If you find this paper helps your research, please kindly consider citing our paper in your publications.
@inproceedings{wang2022explicit,
title={Explicit Image Caption Editing},
author={Wang, Zhen and Chen, Long and Ma, Wenbo and Han, Guangxing and Niu, Yulei and Shao, Jian and Xiao, Jun},
booktitle={Computer Vision--ECCV 2022: 17th European Conference, Tel Aviv, Israel, October 23--27, 2022, Proceedings, Part XXXVI},
pages={113--129},
year={2022}
}
Environment setup
Clone the repository and create the tiger
conda environment using the conda.yml
file:
conda env create -f conda.yml
conda activate tiger
Data preparation
COCO_EE and Flickr30K_EE
The processed datasets have been placed in the dataset folder, they can also be directly download from here, including the COCO-EE and Flickr30K-EE in train
, eval
and test
splits.
Visual Features
For visual token features, we used the bottom-up features (36 regions for each image) which are extracted by a pre-trained Faster R-CNN.
COCO-EE
Download the pre-computed features file trainval_36.zip (~24.5 GB), unzip the file and rename the 'tsv' file as 'coco_36.tsv', then place it under the datasets/bottom_up/COCO_36
folder, run the 'process_bottom_up_feature.py' to process the feature.
python process_bottom_up_feature.py
Flickr30K-EE
Download the pre-computed features file flickr30k_36.zip (~6.5 GB, code: xlmd), unzip them and place 'flickr30k_36.tsv' under the datasets/bottom_up/Flickr30K_36
folder, run the 'process_bottom_up_feature.py' to process the feature.

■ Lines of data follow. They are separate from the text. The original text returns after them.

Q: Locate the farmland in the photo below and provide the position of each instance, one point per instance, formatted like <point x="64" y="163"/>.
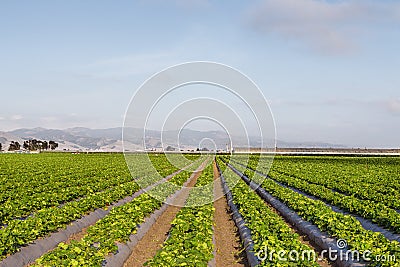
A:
<point x="62" y="209"/>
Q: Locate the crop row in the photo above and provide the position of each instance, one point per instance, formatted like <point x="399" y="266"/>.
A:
<point x="46" y="220"/>
<point x="375" y="211"/>
<point x="190" y="237"/>
<point x="366" y="178"/>
<point x="117" y="226"/>
<point x="269" y="231"/>
<point x="336" y="224"/>
<point x="29" y="198"/>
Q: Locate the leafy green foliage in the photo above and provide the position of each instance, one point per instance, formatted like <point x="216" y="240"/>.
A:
<point x="268" y="229"/>
<point x="190" y="237"/>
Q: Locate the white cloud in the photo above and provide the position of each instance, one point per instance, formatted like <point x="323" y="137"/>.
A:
<point x="16" y="117"/>
<point x="393" y="105"/>
<point x="327" y="26"/>
<point x="122" y="67"/>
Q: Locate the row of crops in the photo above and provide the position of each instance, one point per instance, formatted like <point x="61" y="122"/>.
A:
<point x="44" y="193"/>
<point x="314" y="176"/>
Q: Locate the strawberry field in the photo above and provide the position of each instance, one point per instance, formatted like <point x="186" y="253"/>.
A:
<point x="61" y="209"/>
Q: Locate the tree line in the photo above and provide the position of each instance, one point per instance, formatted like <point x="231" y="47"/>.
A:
<point x="32" y="145"/>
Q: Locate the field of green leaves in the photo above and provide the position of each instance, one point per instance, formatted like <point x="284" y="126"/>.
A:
<point x="42" y="194"/>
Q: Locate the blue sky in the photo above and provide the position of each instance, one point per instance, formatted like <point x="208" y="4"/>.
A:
<point x="330" y="69"/>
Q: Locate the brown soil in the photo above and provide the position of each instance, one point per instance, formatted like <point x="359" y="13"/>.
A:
<point x="152" y="241"/>
<point x="78" y="236"/>
<point x="303" y="239"/>
<point x="229" y="250"/>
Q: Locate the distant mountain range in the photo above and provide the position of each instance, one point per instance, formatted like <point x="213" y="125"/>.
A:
<point x="110" y="139"/>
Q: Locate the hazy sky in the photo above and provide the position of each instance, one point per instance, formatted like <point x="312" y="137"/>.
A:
<point x="330" y="69"/>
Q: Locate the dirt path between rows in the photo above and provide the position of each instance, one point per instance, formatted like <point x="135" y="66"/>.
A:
<point x="229" y="249"/>
<point x="152" y="241"/>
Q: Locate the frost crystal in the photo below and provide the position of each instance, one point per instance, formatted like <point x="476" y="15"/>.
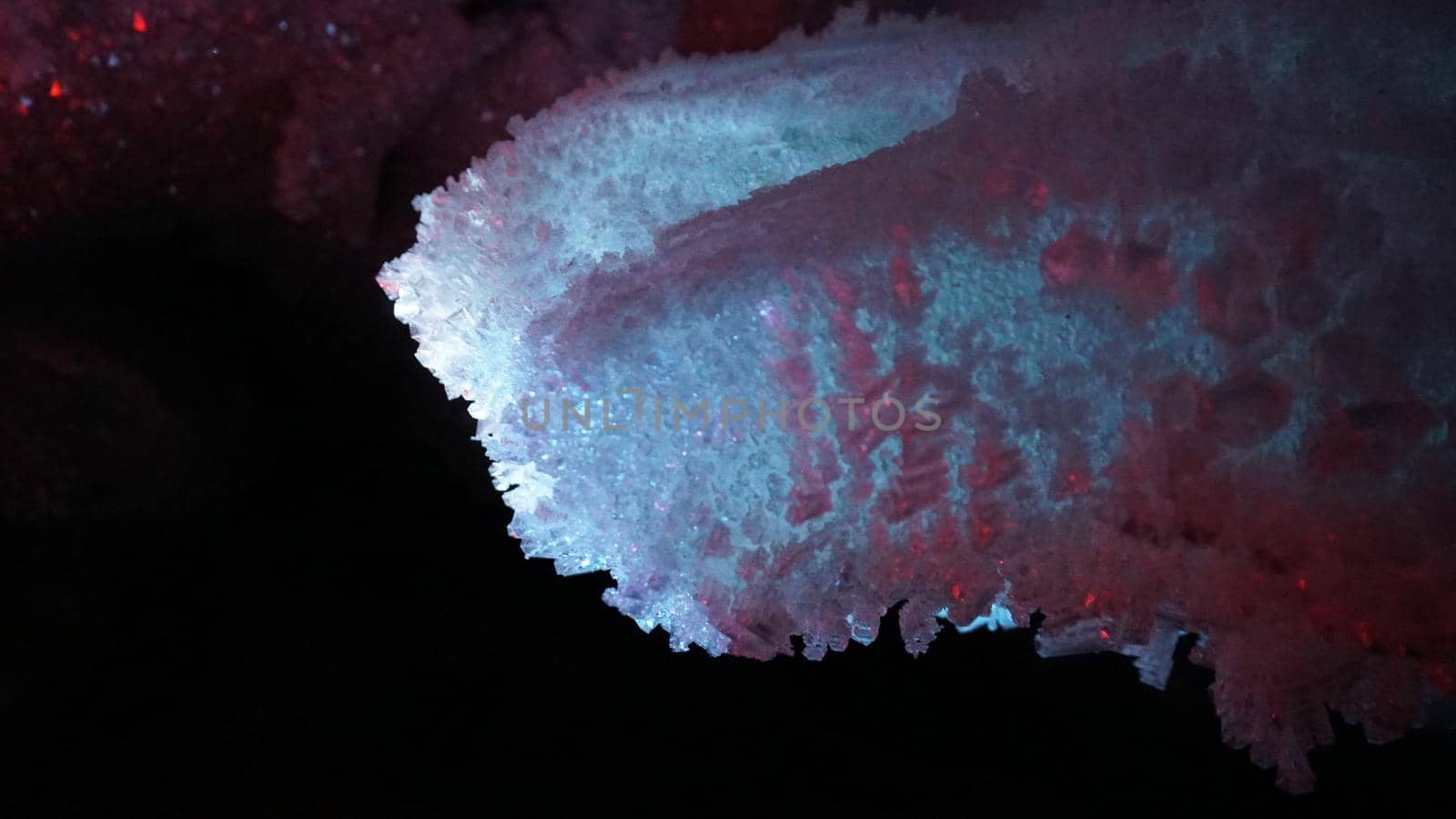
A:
<point x="1138" y="318"/>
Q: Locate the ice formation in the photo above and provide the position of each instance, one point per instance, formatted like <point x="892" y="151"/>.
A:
<point x="1138" y="318"/>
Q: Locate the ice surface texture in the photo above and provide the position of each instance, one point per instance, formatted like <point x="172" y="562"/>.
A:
<point x="1176" y="280"/>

python process_bottom_up_feature.py
Evaluation
To reproduce the results in the paper, download the pretrained model file pretrained_tiger (~6 GB) and place them under the pretrained_models/COCOEE
and pretrained_models/Flickr30KEE
folder, respectively.
To reproduce the results of our model, run:
COCO-EE
python eval.py --from_pretrained_tagger_del pretrained_models/COCOEE/tagger_del.bin --from_pretrained_tagger_add pretrained_models/COCOEE/tagger_add.bin --from_pretrained_inserter pretrained_models/COCOEE/inserter.bin --tasks 1 --batch_size 128 --save_name test_coco_ee --edit_round 5
Flickr30K-EE
python eval.py --from_pretrained_tagger_del pretrained_models/Flickr30KEE/tagger_del.bin --from_pretrained_tagger_add pretrained_models/Flickr30KEE/tagger_add.bin --from_pretrained_inserter pretrained_models/Flickr30KEE/inserter.bin --tasks 4 --batch_size 128 --save_name test_flickr30k_ee --edit_round 5
Expected output
Under results/
, you may find the edited results of all experiments.
Training procedure
Download the pretrained weights of ViLBERT from here (~1 GB) and place it under the pretrained_models/ViLBERT-6-Layer
folder.
Run python train.py
using the following arguments for different submodules.
COCO-EE
Tagger_del
python train.py --tasks 1 --tagger_loss_ratio 1.5
Tagger_add
python train.py --tasks 2 --tagger_loss_ratio 1.5
Inserter
python train.py --tasks 3
Flickr30K-EE
Tagger_del
python train.py --tasks 4 --tagger_loss_ratio 1.5
Tagger_add
python train.py --tasks 5 --tagger_loss_ratio 1.5
Inserter
python train.py --tasks 6
Expected output
Under model_out/
, you may also find the trained model of all experiments.
Acknowledgment
Special thanks to the authors of ViLBERT and bottom-up-attention, and the datasets used in this research project.